God exists. Daisies are the most cheerful flowers. Galoshes and wellies are fun alternatives to "rain boots." Ten years later, it is still absurd that Ethan Hawke received a "Best Supporting Actor" nod for Training Day. It's uncomfortable when a priest uses the abbreviation "whatev" from the pulpit, regardless of his age. If I were only allowed to choose one drink to consume for the rest of my life, coffee would win. I will never prefer online reading or reading via Kindle /Nook /Electronic-Poser-of-the-Week to the actual weight and smell of a book in my hands. There is no "convenience store" or "mini-mart" that will surpass Wawa in its greatness ('Tis a thing of beauty to behold). If I ever have a little girl, the first book I will purchase for her will be Madeline. The second, Anne of Green Gables. And because I anticipate this will not happen for a number of years yet, I'm holding out hope that there will be such a thing as a Nancy Drew board book. And no, I will never stop making Emily Dickinson jokes.

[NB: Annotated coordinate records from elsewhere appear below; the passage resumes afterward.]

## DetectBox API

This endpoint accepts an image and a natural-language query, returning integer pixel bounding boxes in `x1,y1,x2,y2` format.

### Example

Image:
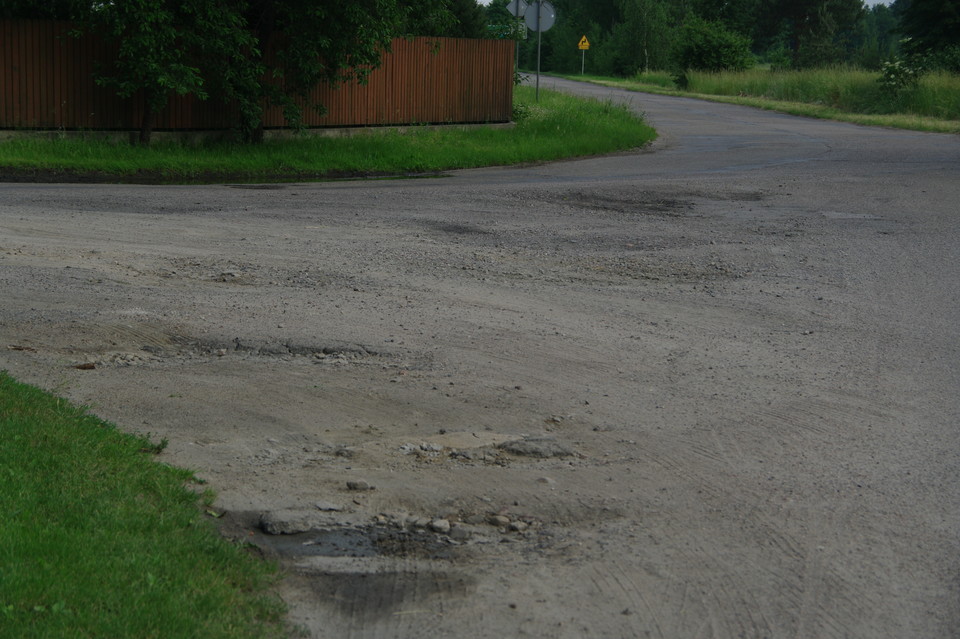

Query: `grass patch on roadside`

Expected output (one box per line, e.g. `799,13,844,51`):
564,69,960,133
0,87,656,182
0,371,285,639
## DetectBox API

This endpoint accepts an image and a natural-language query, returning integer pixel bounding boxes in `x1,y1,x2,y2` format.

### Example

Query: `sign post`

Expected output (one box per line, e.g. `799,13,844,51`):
577,36,590,75
507,0,527,72
523,0,557,102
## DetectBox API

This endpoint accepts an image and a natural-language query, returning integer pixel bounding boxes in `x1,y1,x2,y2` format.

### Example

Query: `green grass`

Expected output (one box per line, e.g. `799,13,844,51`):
0,372,285,639
567,69,960,133
0,87,656,182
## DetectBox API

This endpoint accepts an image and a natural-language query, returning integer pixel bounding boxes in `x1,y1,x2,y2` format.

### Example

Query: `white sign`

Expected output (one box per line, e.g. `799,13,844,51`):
523,2,557,31
507,0,527,17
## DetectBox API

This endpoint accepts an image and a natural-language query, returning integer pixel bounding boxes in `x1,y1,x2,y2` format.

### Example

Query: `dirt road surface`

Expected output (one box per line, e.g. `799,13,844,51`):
0,80,960,638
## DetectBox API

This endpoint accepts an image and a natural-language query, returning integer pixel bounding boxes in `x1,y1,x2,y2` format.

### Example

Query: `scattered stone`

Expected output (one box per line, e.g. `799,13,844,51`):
260,510,322,535
450,524,473,541
499,437,576,459
430,519,450,535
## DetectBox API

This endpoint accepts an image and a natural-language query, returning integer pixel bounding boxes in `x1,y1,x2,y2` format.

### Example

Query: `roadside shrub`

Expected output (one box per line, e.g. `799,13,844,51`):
674,16,755,73
878,58,923,97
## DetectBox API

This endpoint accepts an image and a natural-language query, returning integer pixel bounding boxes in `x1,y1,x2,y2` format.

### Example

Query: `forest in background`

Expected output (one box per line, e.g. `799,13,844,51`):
486,0,960,76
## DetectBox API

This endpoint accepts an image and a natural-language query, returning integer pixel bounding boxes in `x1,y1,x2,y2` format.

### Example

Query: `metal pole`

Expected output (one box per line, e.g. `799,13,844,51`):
537,0,543,102
512,2,527,73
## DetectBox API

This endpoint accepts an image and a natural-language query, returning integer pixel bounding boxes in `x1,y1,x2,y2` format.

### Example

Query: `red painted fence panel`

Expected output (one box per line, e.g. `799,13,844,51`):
0,20,513,131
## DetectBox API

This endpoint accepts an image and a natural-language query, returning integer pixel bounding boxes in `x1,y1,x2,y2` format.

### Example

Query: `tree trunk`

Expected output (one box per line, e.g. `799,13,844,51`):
139,108,157,146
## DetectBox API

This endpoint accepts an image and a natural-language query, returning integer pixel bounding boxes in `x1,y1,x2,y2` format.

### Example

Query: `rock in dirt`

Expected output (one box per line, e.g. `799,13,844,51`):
260,510,326,535
430,519,450,535
347,480,375,492
498,437,576,459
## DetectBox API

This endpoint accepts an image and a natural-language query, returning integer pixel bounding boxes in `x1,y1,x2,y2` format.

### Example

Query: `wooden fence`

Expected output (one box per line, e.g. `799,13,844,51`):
0,20,513,131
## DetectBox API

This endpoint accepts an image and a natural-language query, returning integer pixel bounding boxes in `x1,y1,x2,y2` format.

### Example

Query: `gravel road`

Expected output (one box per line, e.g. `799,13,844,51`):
0,80,960,639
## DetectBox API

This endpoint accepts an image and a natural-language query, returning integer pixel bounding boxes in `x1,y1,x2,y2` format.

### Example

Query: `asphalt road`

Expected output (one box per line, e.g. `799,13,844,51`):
0,79,960,638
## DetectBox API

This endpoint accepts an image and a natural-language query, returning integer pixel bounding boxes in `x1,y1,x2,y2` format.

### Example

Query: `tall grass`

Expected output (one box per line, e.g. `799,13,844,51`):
0,87,656,181
687,68,960,120
0,371,285,639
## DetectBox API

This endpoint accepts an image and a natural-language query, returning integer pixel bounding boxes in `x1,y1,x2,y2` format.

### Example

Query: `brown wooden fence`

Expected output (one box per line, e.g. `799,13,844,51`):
0,20,513,131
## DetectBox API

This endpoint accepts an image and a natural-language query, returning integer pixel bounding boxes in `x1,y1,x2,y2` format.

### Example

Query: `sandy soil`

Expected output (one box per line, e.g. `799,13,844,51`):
0,81,960,638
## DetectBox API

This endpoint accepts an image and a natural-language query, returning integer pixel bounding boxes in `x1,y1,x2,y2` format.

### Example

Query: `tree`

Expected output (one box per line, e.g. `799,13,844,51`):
675,16,753,72
76,0,458,144
87,0,260,144
898,0,960,65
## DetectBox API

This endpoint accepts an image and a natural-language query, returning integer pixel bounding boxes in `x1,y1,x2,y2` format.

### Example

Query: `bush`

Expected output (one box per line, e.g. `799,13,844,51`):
674,16,754,72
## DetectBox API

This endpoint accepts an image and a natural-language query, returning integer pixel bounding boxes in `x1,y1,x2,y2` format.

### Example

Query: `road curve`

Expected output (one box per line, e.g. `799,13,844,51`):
0,78,960,639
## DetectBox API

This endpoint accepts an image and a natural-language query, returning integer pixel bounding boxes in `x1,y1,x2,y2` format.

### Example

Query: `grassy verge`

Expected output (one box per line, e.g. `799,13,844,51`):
0,87,655,182
0,372,284,639
566,69,960,133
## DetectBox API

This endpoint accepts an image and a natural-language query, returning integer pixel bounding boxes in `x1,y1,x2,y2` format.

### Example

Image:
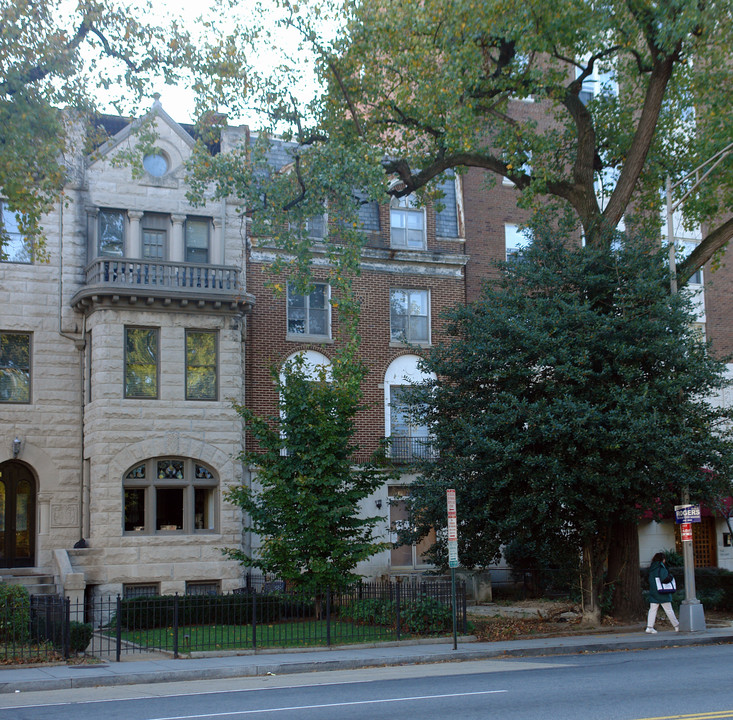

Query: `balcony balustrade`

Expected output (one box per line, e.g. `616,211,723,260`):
72,257,252,310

There are some things that make absolutely no sense.
The line, "Love means never having to say you're sorry," from the film Love Story. The phenomenon of the disappearing bobby pin, because let's face it, you're back at CVS in two months time, asking yourself, "Where did they all GO? There were 90 in a pack..." The fact that no other sandwich cookie brand can come close to replicating the true flavor of Oreos. Marky Mark's transformation from Funky Bunch rapper and underwear model to in-demand, A-List actor. (Youtube "Good Vibrations" and then watch The Fighter. I mean, I suppose there are similar "training" themes, but really? How did that happen?) John Madden's so-obvious-it's-painful gametime commentary. Cheaters. Vanessa Hudgen's movie career. Most of Lady Gaga's music videos. The male who pairs plaid bermuda shorts with a striped polo. (Dude. Matching 101.)
But you know what? It's the friends who understand this catalogue of certainties and nonsense that make it worthwhile. The friends who push you to learn about truth and write about life. And the friends who will appreciate a rambly, late-night post without real direction or meaning. You, dear ones, are all the more appreciated, and I'll sing it at the top of my lungs: I get by with a little help from my friends.